In fact, in Olympic curling, a seven has never been scored (although Canadas's Brad Gushue had a chance in 2006).
That's what Great Britain, skipped by Eve Muirhead, did to the United States, skipped by Erika Brown, on the way to a 12 - 3 win.
Those seven points broke open a tight 2-1 game, sending Muirhead's squad into an insurmountable 9-1 lead, after the seven counters were factored in when the fourth end was finished. Muirhead had only to make a routine hit with her final stone to collect the seventh point. Lying six with your final shot to come? A dream come true for any skip. (Even more of a dream than lying seven with your last shot to come. With eight-enders being so, so rare, that situation would add a hole heap of pressure to a skip's shoulders)
How is it possible to score that many at this level?
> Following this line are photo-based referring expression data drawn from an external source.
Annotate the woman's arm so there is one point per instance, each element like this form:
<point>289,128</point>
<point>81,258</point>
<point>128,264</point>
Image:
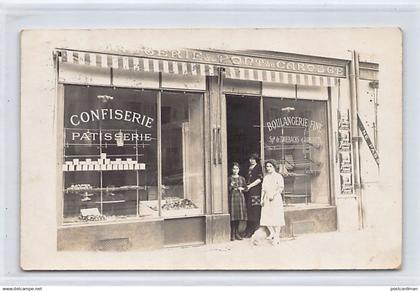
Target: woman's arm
<point>255,183</point>
<point>258,180</point>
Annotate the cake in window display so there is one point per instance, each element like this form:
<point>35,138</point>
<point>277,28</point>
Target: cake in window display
<point>173,205</point>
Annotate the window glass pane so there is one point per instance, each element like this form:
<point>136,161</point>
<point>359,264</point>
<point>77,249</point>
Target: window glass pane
<point>182,154</point>
<point>110,154</point>
<point>295,134</point>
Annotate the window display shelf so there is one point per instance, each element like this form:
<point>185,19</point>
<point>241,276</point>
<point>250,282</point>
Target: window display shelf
<point>104,189</point>
<point>103,164</point>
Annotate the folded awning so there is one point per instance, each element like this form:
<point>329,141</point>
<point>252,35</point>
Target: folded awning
<point>134,63</point>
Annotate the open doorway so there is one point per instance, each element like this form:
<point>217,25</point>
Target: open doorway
<point>243,130</point>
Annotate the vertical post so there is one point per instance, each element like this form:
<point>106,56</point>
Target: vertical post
<point>159,149</point>
<point>137,180</point>
<point>100,171</point>
<point>354,68</point>
<point>262,152</point>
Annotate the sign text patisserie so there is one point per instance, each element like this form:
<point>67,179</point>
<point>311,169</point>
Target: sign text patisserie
<point>111,114</point>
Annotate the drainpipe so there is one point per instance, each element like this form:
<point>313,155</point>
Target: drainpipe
<point>354,76</point>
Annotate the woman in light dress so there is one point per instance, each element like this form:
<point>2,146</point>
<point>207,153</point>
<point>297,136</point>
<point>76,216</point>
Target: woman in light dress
<point>272,211</point>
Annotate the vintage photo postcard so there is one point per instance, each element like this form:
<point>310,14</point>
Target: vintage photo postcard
<point>211,149</point>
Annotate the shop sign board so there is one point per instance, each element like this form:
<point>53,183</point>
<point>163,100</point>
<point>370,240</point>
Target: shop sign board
<point>247,61</point>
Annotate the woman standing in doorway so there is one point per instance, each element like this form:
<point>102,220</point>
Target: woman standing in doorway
<point>237,206</point>
<point>253,197</point>
<point>272,212</point>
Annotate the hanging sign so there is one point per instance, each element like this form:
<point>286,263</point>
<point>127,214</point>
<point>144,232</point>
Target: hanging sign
<point>368,140</point>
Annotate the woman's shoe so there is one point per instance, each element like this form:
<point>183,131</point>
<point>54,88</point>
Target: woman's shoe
<point>237,236</point>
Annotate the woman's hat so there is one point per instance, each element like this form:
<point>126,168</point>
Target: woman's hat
<point>254,156</point>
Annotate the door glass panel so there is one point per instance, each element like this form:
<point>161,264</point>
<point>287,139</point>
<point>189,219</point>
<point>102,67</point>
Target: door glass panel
<point>182,154</point>
<point>296,136</point>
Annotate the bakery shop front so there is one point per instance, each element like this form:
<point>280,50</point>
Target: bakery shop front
<point>147,140</point>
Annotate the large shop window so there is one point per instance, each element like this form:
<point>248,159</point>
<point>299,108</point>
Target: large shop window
<point>110,154</point>
<point>296,135</point>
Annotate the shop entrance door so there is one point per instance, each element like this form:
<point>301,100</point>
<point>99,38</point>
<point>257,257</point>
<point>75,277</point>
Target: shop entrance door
<point>243,130</point>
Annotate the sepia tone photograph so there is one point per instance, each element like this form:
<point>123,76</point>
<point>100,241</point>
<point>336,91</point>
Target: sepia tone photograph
<point>211,149</point>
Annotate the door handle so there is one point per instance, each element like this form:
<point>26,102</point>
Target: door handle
<point>215,146</point>
<point>219,146</point>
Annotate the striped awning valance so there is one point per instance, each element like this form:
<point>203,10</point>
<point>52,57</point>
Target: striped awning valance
<point>280,77</point>
<point>142,64</point>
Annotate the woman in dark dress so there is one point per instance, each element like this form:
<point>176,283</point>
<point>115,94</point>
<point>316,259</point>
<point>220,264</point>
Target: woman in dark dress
<point>253,196</point>
<point>237,206</point>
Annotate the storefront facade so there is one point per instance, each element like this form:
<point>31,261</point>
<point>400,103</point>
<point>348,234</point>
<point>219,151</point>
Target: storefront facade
<point>147,142</point>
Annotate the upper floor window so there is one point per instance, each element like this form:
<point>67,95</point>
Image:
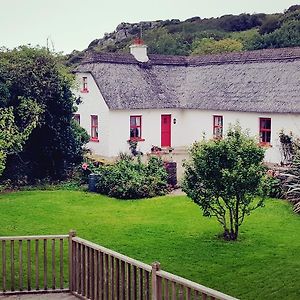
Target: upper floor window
<point>76,117</point>
<point>94,128</point>
<point>218,127</point>
<point>135,127</point>
<point>264,130</point>
<point>84,85</point>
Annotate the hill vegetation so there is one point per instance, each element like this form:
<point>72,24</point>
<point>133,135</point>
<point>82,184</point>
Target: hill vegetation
<point>196,36</point>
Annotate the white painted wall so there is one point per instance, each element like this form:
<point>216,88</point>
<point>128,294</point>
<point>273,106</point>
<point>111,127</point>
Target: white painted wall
<point>190,125</point>
<point>94,104</point>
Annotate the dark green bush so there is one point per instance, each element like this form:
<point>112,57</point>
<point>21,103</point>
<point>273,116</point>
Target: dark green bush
<point>131,179</point>
<point>271,186</point>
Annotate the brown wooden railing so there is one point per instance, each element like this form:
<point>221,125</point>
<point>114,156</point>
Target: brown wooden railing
<point>33,264</point>
<point>39,264</point>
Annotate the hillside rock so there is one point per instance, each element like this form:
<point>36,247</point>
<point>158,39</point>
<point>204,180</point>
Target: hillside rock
<point>125,31</point>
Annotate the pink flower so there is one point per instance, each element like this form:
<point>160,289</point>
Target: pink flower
<point>84,166</point>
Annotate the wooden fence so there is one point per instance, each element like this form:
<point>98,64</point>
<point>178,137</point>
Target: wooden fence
<point>34,264</point>
<point>88,271</point>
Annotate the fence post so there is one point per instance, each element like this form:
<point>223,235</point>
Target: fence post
<point>154,284</point>
<point>72,233</point>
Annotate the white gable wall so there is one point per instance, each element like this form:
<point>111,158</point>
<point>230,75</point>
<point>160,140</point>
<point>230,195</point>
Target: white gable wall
<point>94,104</point>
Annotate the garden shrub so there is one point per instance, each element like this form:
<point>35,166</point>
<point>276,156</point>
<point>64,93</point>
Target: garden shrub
<point>131,179</point>
<point>271,185</point>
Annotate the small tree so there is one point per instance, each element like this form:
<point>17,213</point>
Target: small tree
<point>223,178</point>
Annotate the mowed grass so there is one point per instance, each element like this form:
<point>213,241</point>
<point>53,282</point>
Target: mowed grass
<point>263,264</point>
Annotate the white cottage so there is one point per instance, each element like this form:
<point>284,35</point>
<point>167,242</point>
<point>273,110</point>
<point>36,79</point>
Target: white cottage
<point>171,101</point>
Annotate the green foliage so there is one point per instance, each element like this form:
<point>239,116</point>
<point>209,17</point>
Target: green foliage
<point>12,138</point>
<point>223,177</point>
<point>271,23</point>
<point>160,41</point>
<point>271,186</point>
<point>241,22</point>
<point>173,37</point>
<point>130,179</point>
<point>55,145</point>
<point>291,184</point>
<point>211,46</point>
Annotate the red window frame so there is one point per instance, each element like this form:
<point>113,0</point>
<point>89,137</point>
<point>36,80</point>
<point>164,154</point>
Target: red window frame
<point>218,126</point>
<point>84,85</point>
<point>94,128</point>
<point>265,128</point>
<point>135,131</point>
<point>76,118</point>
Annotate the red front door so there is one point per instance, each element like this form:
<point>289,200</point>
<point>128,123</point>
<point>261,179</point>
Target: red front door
<point>166,130</point>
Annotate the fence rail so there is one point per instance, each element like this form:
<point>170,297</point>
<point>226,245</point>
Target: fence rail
<point>32,263</point>
<point>60,263</point>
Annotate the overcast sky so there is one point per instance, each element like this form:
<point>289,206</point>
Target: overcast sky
<point>73,24</point>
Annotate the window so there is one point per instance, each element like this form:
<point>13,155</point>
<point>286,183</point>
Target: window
<point>76,118</point>
<point>264,130</point>
<point>94,128</point>
<point>84,85</point>
<point>218,127</point>
<point>135,127</point>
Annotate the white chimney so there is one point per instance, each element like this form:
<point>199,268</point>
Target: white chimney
<point>139,50</point>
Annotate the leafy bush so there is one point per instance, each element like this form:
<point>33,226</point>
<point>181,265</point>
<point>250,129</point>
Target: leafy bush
<point>223,177</point>
<point>271,185</point>
<point>130,179</point>
<point>291,184</point>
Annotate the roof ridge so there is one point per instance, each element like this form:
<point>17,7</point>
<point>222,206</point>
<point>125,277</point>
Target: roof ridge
<point>261,55</point>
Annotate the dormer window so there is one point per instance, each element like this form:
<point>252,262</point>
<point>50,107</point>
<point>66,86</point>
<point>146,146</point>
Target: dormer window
<point>265,131</point>
<point>84,85</point>
<point>218,127</point>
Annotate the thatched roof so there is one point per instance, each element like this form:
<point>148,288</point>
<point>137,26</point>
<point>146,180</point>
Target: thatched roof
<point>253,81</point>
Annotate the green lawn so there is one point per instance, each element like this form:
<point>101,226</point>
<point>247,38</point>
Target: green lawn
<point>263,264</point>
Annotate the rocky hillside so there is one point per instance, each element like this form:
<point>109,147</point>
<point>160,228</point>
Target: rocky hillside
<point>196,36</point>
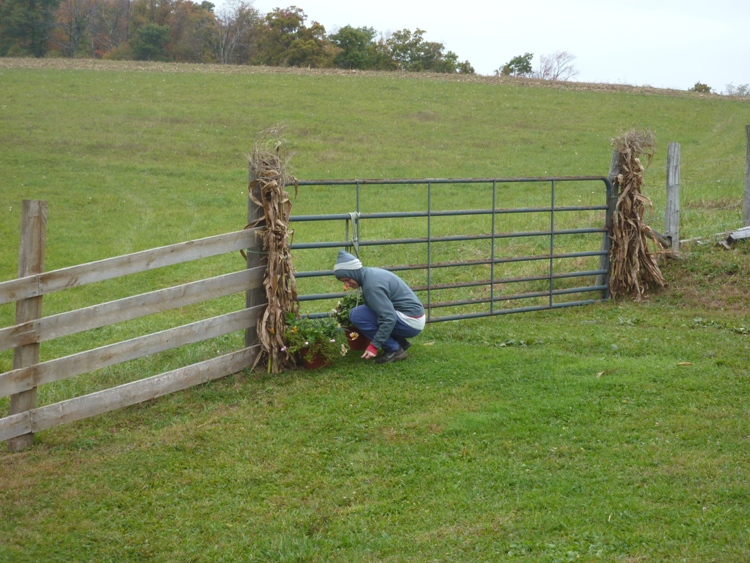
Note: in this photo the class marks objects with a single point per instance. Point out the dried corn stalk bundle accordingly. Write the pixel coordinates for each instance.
(269, 178)
(633, 265)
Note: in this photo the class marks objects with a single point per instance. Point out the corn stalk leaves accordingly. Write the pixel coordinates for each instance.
(268, 170)
(633, 265)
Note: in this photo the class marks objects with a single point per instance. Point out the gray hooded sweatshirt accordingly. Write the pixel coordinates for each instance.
(383, 292)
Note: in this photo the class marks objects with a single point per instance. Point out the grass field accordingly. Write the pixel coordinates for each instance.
(615, 432)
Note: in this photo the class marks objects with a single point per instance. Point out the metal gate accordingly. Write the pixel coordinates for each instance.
(525, 244)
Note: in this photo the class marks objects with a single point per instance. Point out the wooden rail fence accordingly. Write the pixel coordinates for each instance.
(31, 328)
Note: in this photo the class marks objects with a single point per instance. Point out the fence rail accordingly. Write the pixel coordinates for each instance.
(32, 329)
(354, 219)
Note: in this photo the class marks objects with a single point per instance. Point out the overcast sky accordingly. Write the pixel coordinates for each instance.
(660, 43)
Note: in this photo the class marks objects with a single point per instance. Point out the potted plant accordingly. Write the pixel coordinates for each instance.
(316, 341)
(352, 299)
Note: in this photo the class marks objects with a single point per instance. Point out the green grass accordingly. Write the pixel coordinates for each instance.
(615, 432)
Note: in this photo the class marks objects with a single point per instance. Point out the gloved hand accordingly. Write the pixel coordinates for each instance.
(370, 352)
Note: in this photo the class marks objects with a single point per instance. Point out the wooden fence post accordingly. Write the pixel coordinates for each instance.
(255, 296)
(672, 213)
(30, 261)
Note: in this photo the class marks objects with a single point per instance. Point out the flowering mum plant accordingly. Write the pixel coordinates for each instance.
(345, 306)
(314, 336)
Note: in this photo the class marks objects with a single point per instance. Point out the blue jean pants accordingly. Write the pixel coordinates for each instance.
(366, 321)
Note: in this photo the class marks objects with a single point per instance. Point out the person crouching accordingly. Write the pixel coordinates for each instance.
(391, 313)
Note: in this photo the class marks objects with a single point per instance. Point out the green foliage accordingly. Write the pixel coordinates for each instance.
(700, 88)
(518, 66)
(285, 40)
(25, 26)
(556, 436)
(407, 50)
(311, 337)
(742, 90)
(357, 47)
(149, 42)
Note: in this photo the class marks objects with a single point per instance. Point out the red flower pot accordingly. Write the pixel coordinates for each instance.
(357, 340)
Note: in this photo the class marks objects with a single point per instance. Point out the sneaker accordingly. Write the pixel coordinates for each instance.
(387, 357)
(405, 344)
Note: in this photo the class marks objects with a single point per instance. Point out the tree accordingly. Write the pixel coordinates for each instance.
(517, 66)
(149, 42)
(284, 40)
(235, 22)
(357, 47)
(110, 26)
(742, 91)
(557, 66)
(409, 51)
(193, 33)
(25, 26)
(701, 88)
(74, 18)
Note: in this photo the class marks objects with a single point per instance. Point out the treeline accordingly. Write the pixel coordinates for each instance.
(187, 31)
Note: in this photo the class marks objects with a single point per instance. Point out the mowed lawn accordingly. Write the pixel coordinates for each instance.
(614, 432)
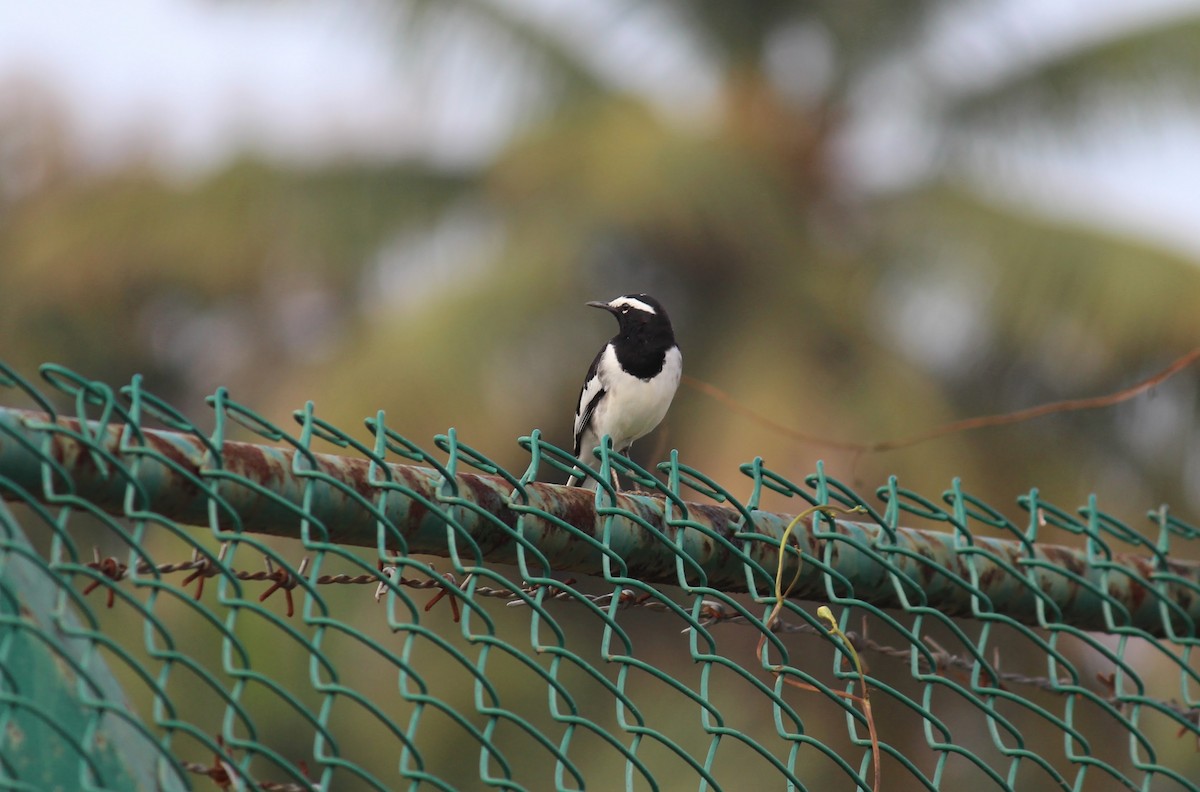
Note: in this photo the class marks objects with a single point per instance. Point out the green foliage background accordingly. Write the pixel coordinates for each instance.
(453, 297)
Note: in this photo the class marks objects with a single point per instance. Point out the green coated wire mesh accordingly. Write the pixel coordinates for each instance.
(179, 609)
Simply put, it happened because both teams decided to play it aggressively in the fourth end, with lots of stones in play. While Brown could have decided earlier in the end that there were just too many Great Britain stones in the house and that she needed to clean things out, she opted against it, mainly because the U.S. did have opportunities to negate all those stones with a nifty draw or two.
Indeed, when you get as far into a bad situation like that in curling, you can't go pulling off quadruple or quintuple take outs in order to bail out of that bad situation. Drawing in and hiding somewhere is your best bet and Brown had a chance to hold Muirhead to just one point had she made her final shot.
Facing six, Brown tried to draw around a clutch of her own guards and Muirhead stones. Had the shot settled in where she'd intended, Great Britain would have had a tough time scoring more than one. However, Brown's rock clicked a guard and rolled wide into the rings, giving Muirhead an easy take out for seven.
Brown made the right call there, but that slight rub of a guard meant she gave up the disastrous seven-ender.
First time in Olympic curling that a team has given up seven in an end, although it nearly happened eight years ago.
You may recall that Brad Gushue, skipping the Canadian team at the 2006 Olympics, had a chance to score a seven-ender against Finland in the gold medal game, but ended up with six, when his draw for the seventh point sailed though the house in the sixth end.
Gushue said at the time that the adrenaline rush he got from the possibility of scoring seven made him throw the stone much too heavily.
Gushue's six points, on the way to a gold medal, had matched the single end record for points in Olympic curling. Previously, Sweden's Peja Lindholm had scored six in a game at the 2002 Olympics.
Now, Eve Muirhead and her teammates, Anna Sloan, Vicki Adams and Claire Hamilton have the record to themselves.